Overview of a Directors’ Resolution to Adopt Share Option Plan

A Directors’ Resolution to Adopt Share Option Plan is a resolution by the directors of a company to approve the adoption of an Employee Share Option Plan (ESOP).

What is a Directors’ Resolution to Adopt Share Option Plan?

This is a resolution by the directors of a company to approve the adoption of an Employee Share Option Plan (ESOP).

When do you use a Directors’ Resolution to Adopt Share Option Plan?

When a company decides to incentivize its employees by allowing their participation in stock options or share options, it creates an Employee Share Option Plan (ESOP).

Essentially, this is to lay out the terms and conditions under which an employee can get such share options. Also, what such share options will constitute.

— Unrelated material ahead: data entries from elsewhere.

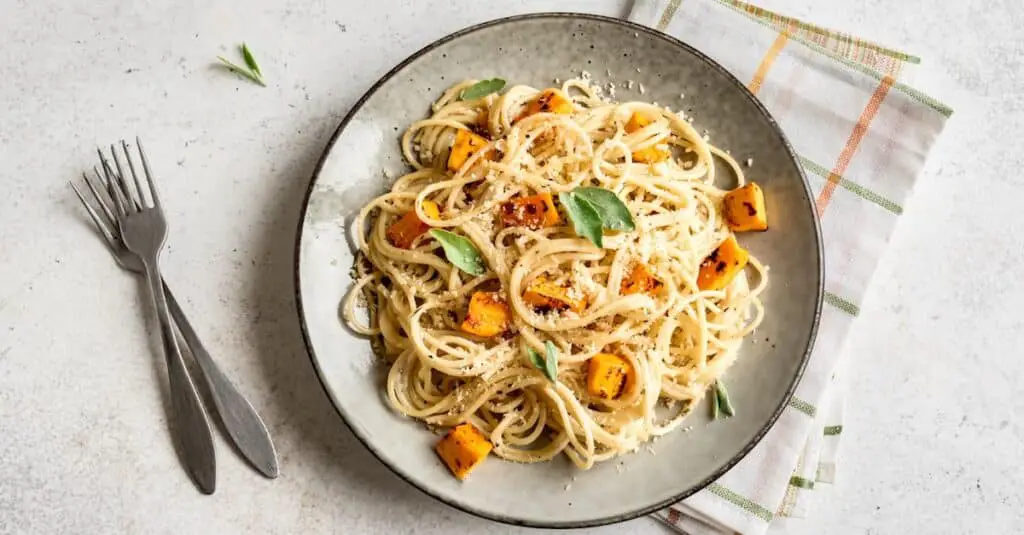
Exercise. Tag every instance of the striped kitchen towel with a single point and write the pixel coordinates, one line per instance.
(862, 134)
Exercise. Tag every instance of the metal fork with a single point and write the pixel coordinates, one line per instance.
(244, 425)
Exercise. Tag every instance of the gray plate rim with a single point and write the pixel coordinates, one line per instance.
(819, 296)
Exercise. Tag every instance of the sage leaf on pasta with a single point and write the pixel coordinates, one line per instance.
(586, 220)
(546, 363)
(460, 251)
(481, 89)
(721, 401)
(613, 212)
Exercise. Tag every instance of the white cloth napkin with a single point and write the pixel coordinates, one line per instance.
(862, 135)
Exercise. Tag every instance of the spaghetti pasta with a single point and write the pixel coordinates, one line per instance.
(636, 300)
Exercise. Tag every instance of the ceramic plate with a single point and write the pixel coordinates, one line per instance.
(535, 50)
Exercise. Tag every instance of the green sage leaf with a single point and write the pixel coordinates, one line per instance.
(460, 251)
(614, 214)
(250, 60)
(481, 89)
(722, 401)
(586, 220)
(546, 363)
(242, 71)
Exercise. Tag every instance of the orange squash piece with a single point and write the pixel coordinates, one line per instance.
(550, 100)
(607, 375)
(651, 154)
(640, 280)
(547, 295)
(487, 316)
(402, 233)
(466, 143)
(718, 270)
(744, 209)
(463, 449)
(534, 212)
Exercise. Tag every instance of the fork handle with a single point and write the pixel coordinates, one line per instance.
(189, 419)
(244, 425)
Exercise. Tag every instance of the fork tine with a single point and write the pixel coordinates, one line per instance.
(117, 196)
(119, 177)
(131, 167)
(101, 225)
(97, 197)
(148, 175)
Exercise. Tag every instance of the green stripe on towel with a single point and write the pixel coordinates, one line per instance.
(802, 483)
(852, 187)
(741, 502)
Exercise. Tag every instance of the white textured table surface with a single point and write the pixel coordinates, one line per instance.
(932, 443)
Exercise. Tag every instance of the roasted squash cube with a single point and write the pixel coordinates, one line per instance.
(402, 233)
(466, 143)
(547, 295)
(487, 315)
(549, 101)
(744, 209)
(718, 270)
(640, 281)
(607, 375)
(651, 154)
(463, 449)
(534, 212)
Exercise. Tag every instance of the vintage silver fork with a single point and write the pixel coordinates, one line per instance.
(143, 231)
(244, 425)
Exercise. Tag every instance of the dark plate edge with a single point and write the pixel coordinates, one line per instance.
(643, 510)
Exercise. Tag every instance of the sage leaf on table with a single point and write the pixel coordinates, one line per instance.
(250, 60)
(614, 214)
(460, 251)
(481, 89)
(251, 71)
(720, 401)
(546, 363)
(586, 220)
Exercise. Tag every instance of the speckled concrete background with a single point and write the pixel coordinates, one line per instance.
(932, 442)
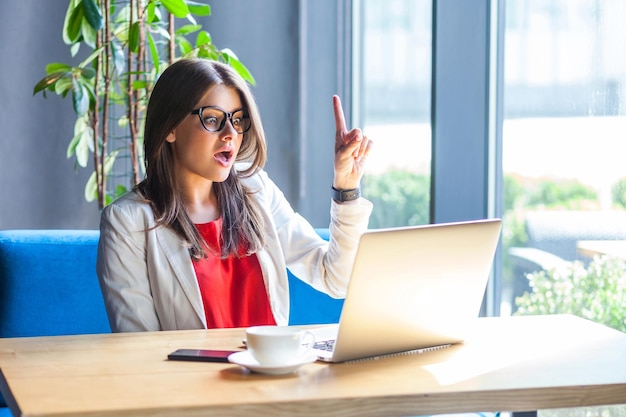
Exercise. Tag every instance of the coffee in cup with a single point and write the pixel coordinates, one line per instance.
(278, 345)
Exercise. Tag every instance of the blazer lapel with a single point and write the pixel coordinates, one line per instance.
(180, 262)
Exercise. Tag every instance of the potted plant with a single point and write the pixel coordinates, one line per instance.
(130, 43)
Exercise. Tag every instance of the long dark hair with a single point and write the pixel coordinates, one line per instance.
(175, 94)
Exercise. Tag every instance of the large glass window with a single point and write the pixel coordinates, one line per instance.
(392, 97)
(564, 141)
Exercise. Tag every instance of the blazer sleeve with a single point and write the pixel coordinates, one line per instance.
(324, 265)
(122, 271)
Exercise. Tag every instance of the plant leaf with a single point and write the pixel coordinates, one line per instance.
(199, 9)
(74, 49)
(57, 67)
(89, 34)
(203, 38)
(74, 24)
(48, 81)
(93, 15)
(176, 7)
(66, 22)
(231, 58)
(133, 37)
(186, 29)
(63, 86)
(81, 143)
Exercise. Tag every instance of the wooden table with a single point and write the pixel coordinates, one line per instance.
(591, 248)
(509, 364)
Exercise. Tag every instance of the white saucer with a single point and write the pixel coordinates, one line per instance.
(245, 359)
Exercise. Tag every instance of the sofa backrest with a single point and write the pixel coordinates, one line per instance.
(48, 283)
(48, 286)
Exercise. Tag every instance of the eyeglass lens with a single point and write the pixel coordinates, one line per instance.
(214, 119)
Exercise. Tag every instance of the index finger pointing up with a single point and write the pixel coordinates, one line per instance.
(340, 121)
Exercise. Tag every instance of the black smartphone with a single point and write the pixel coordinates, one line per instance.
(202, 355)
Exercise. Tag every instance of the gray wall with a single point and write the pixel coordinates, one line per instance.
(41, 188)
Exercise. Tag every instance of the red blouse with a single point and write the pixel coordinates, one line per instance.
(232, 289)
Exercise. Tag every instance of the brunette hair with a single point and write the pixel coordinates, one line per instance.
(174, 96)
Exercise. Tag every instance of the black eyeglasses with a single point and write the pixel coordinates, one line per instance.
(213, 119)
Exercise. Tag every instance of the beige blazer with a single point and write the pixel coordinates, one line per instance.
(148, 280)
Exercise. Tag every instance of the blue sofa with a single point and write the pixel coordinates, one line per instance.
(48, 286)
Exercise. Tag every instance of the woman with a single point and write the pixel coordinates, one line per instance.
(204, 241)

The Board of Directors of the company plan (ESOP) first approves and then presents to the shareholders for their approval. The Shareholders of the company then give the final approval to the Plan to be adopted by the company. This approval and adoption by the directors are made effective through a Directors’ Resolution, which is when this document is used.

How to use a Directors’ Resolution to Adopt Share Option Plan?

There are two options:

    • if a meeting of the board of directors is convened to adopt the share option plan, use a Board Minutes to adopt share option plan; or
    • if the board resolution will be passed by way of a written resolution, use a Board Resolution to adopt share option plan.

What to include in the resolution?

  • Details of the meeting (if using Minutes);
  • Date of passing the resolution;
  • Purpose of the share option plan;
  • Class of shares to be issued under the plan;
  • Eligible grantees;
  • Maximum number of shares issuable upon exercise of all options; and
  • Validity of the share option plan.

Notes on signing

  • The Minutes of a General Meeting to Adopt Share Option Plan should be signed by the chairperson of the meeting.
  • The Written Resolution to Adopt Share Option Plan should be signed by all the directors.